Hi all,
I have survived and am 7 weeks post transplant ;bald and not shaved for weeks but energy returning .Probably have bronj in two sockets in lower jaw but onwards and upwards ,bisphosphonate related osteonecrosis of the jaw .
Mike
Dear Paul,
I am taking curcumin as I recover from my second asct .
My research lead me to an article on cucurmin absorption;Journal of the american college of nutrition vol34;4 p 347 to 358; Beyond Yellow Curry ;assessing commercial curcumin absorption technologies by BRad J Douglass & D L Cloutare.2015
The conclusion was that the hydrophilic carrier dispersed curcuminoids formulation gave the best absorption which i think is represented by the CurcuWIN trademark(Omniactives.com)
Which is found in Vibrant Health’s Maximized Turmeric 46x (maximum strength 500mg casules ) (also contains black pepper /bioperine to increase absortion) supplied by Water for Health !!!!!but previously by amazon ????.
In the bmj case report (Maggie LAI at myeloma uk was a co author )the dose which effected a five year remission in woman with advanced refractory myeloma was 8gm daily which i assume was the basic powder plus bioperine . I have guessed the dose equivalent as 2 capsules twice daily =2gm daily but it is only a guess because that s all I/we can do at this stage .

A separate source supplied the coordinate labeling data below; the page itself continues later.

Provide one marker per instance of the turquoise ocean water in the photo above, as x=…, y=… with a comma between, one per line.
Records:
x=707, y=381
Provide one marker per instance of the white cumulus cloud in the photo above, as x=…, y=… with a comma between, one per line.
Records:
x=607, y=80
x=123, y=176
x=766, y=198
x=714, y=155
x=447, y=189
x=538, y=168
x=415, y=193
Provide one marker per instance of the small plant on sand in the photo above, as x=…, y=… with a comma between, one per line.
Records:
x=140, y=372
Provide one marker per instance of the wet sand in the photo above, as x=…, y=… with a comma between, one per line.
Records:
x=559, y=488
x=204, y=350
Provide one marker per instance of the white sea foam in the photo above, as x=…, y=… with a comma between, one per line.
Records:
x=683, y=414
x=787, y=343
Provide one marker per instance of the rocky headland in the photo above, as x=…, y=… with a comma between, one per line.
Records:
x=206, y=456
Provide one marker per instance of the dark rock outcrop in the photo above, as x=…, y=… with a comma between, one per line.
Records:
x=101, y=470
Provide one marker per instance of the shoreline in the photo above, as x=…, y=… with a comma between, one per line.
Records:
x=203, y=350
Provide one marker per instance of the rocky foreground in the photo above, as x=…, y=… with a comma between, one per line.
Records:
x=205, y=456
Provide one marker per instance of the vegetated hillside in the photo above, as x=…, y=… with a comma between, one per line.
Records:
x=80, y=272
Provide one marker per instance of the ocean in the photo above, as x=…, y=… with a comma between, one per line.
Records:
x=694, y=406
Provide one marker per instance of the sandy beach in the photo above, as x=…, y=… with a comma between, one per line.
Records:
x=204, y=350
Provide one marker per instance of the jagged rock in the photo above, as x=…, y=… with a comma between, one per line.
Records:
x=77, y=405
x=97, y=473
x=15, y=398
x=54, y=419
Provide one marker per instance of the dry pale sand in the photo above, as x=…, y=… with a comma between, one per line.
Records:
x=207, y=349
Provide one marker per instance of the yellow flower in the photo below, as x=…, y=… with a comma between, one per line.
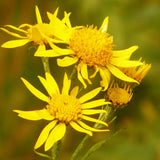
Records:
x=40, y=34
x=137, y=73
x=62, y=109
x=119, y=96
x=91, y=47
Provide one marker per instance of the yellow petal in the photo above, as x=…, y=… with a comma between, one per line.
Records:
x=126, y=53
x=46, y=86
x=104, y=25
x=66, y=85
x=93, y=104
x=44, y=134
x=125, y=63
x=25, y=25
x=38, y=15
x=93, y=120
x=29, y=115
x=93, y=111
x=41, y=48
x=15, y=43
x=66, y=19
x=105, y=75
x=74, y=91
x=56, y=134
x=13, y=34
x=91, y=128
x=50, y=15
x=17, y=29
x=80, y=129
x=52, y=84
x=119, y=74
x=80, y=77
x=89, y=95
x=35, y=91
x=66, y=61
x=84, y=72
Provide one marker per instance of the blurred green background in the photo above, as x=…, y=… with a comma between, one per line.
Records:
x=131, y=22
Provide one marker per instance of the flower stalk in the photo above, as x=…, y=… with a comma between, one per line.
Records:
x=45, y=61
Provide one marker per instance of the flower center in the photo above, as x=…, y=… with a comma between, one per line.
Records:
x=36, y=33
x=64, y=108
x=92, y=46
x=119, y=96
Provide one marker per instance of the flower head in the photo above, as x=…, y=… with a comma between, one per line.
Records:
x=91, y=47
x=119, y=96
x=62, y=109
x=137, y=73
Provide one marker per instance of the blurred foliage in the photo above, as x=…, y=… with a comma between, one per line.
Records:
x=131, y=23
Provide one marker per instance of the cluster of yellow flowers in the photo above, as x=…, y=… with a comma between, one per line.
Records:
x=88, y=48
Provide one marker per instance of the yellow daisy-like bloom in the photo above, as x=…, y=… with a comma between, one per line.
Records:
x=91, y=47
x=62, y=109
x=137, y=73
x=119, y=96
x=40, y=34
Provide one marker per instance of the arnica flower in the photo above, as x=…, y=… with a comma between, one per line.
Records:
x=137, y=73
x=119, y=96
x=62, y=109
x=92, y=47
x=40, y=34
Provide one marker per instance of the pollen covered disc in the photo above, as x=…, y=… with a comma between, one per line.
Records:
x=64, y=108
x=92, y=46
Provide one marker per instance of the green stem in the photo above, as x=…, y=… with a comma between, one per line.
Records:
x=103, y=117
x=55, y=152
x=45, y=62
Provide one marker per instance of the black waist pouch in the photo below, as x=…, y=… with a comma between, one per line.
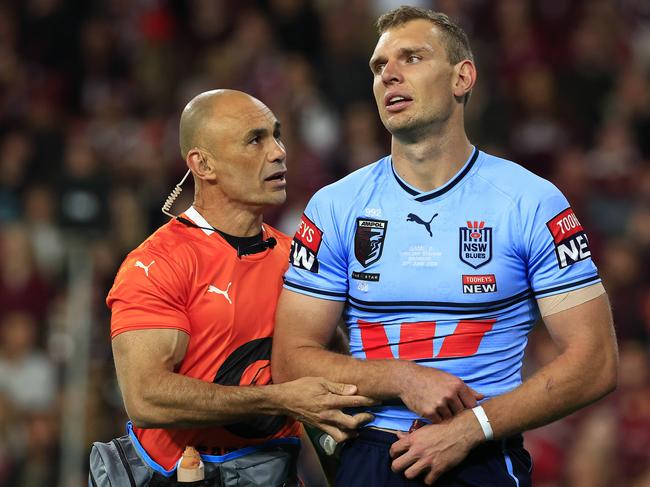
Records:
x=118, y=464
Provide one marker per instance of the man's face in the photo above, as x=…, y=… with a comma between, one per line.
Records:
x=248, y=154
x=412, y=78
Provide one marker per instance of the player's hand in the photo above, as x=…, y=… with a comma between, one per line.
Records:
x=318, y=401
x=434, y=449
x=434, y=394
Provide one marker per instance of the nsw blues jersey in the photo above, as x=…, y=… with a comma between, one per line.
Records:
x=449, y=278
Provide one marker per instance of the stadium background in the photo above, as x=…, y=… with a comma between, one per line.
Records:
x=90, y=94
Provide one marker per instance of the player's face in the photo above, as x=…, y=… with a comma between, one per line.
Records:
x=412, y=78
x=249, y=155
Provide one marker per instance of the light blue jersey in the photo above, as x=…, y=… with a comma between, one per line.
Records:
x=448, y=278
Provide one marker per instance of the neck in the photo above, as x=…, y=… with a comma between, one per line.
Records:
x=228, y=217
x=431, y=160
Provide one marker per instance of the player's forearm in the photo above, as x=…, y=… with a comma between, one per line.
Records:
x=173, y=400
x=379, y=379
x=571, y=381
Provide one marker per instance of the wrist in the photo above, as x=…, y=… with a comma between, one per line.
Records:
x=400, y=377
x=469, y=428
x=484, y=422
x=275, y=403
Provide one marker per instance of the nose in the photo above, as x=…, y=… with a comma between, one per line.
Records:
x=277, y=153
x=391, y=73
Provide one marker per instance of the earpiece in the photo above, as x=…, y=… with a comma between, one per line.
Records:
x=173, y=195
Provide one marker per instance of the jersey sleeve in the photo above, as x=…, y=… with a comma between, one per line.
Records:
x=318, y=259
x=556, y=245
x=147, y=293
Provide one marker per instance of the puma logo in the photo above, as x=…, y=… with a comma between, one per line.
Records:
x=145, y=267
x=216, y=290
x=412, y=217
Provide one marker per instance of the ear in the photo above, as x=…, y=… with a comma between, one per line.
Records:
x=199, y=164
x=464, y=79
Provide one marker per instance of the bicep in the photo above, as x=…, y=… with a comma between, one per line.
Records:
x=303, y=320
x=587, y=326
x=139, y=353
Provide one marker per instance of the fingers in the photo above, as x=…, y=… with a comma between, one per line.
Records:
x=402, y=461
x=435, y=418
x=345, y=421
x=336, y=433
x=400, y=446
x=444, y=412
x=416, y=469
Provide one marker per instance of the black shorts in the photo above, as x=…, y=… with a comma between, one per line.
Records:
x=365, y=462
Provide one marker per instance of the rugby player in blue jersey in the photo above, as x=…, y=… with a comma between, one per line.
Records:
x=441, y=258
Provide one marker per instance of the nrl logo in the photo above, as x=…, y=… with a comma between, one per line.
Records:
x=369, y=240
x=475, y=244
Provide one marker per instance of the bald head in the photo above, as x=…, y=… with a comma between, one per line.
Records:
x=204, y=111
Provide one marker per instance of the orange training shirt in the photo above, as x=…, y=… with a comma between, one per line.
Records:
x=191, y=280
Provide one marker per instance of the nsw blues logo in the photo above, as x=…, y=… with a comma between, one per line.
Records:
x=476, y=244
x=369, y=240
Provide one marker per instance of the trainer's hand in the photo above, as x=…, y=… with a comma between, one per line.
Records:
x=434, y=394
x=434, y=449
x=318, y=401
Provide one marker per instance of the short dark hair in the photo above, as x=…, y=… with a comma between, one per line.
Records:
x=454, y=38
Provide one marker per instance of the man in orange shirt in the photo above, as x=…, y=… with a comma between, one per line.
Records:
x=193, y=310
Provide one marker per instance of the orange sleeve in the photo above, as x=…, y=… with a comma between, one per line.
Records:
x=150, y=291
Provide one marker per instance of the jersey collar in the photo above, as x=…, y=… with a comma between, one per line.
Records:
x=193, y=214
x=419, y=196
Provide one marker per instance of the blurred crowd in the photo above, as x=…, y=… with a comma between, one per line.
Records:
x=90, y=96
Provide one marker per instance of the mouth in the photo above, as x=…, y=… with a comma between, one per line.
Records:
x=395, y=102
x=277, y=177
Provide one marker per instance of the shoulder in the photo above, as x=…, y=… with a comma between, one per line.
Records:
x=165, y=251
x=283, y=241
x=515, y=182
x=356, y=184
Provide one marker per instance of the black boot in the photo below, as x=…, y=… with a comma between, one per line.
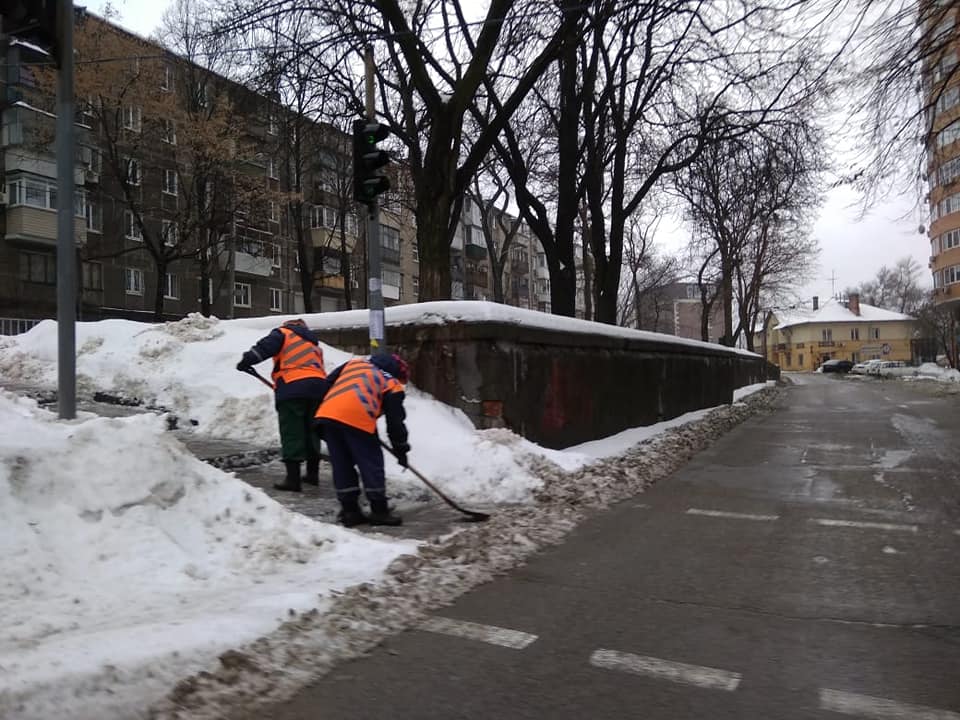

As always this issue will be a cause of continuing debate .
Best wishes
Dear Herma ,
I know from personal experience Chemo can effect the heart but usually only on a temporary basis (?six weeks?). Protein around the heart is very unlikely to be related to chemo or indeed myeloma but may due to a related condition called amyloidosis . Further information is available on this website but you should get further clarification at the royal free which i think is the national centre for Amyloidosis.
Best wishes Michael
Well there you go Nice has approved IRd after 2 treatments via the cancer drugs fund; six months too late for me but ive got my paraprotein down to 2.8 on Rd.
Had 5 teeth out prior to my second asct which is booked for next wednesday 17th .
Mike
hi all,
Change of plan ; my response to Rd has plateaued so I am having a further month of treatment but with less steroids prior to my second asct in january .Not exctly what i wanted but there seems less point in adding ixazomib at great expense . I am still very angry about the circumstances which prevented me getting triple therapy for free but action by me to highlight the moral. professional and scientific issues will have to wait until I am recovered from the transplant .
Mike
Dear Susie
Not that I am aware of but still investigating .Unless in a trial or in an area where they ignore nice maintenance seems unavailable and the long term cost make this very unlikely despite evidence from a uk trial myeloma X1 . This has to change but how?
Michael
Dear Ann, ,Teresa
I would be grateful if you could let me know the location of your hospitals ( Adrian in southampton ?jan t in northern ireland ) where you have received triple therapy ird under the cup scheme.I need to quote this intially to my consultants .
Dear Ann I am also interested in the possibility of your husband been given maintenance therapy outside a trial ?and therefore not licensed by Nice (will Nice ever fund maintenance therapy ???).
Indeed any one else looking at this thread who is on any of the above
I am about to try to pay for 3 months lenalidomide (£15,000?) in order to get three months of ixazomib before my second asct after which there is no option for maintenance.
Mike
Michael G Ashton , MB Chb ,FRCP
Hi Yvonne ,
I can understand your concern having had smouldering myeloma myself at presentation in 2008 . I am sure i have written many posts on this in the past (possibly as docmike?).
Very briefly 10% of smoulderers never progress to myeloma and if you go 10 years as a smoulderer you risks drop down to mgus levels which is 2% per year. The mayo clinic in the usa produced the retrospective data on defining high risk,intermediate risk and low risk groups . which has been modified subsequently .Like all of us with myeloma you will become anxious just before your next test which in your case is every three months. Let us hope you are in the 10% .
In the meantime if you M spike starts to rise move to monthly tests and if not a yearly mri of spine is reassuring .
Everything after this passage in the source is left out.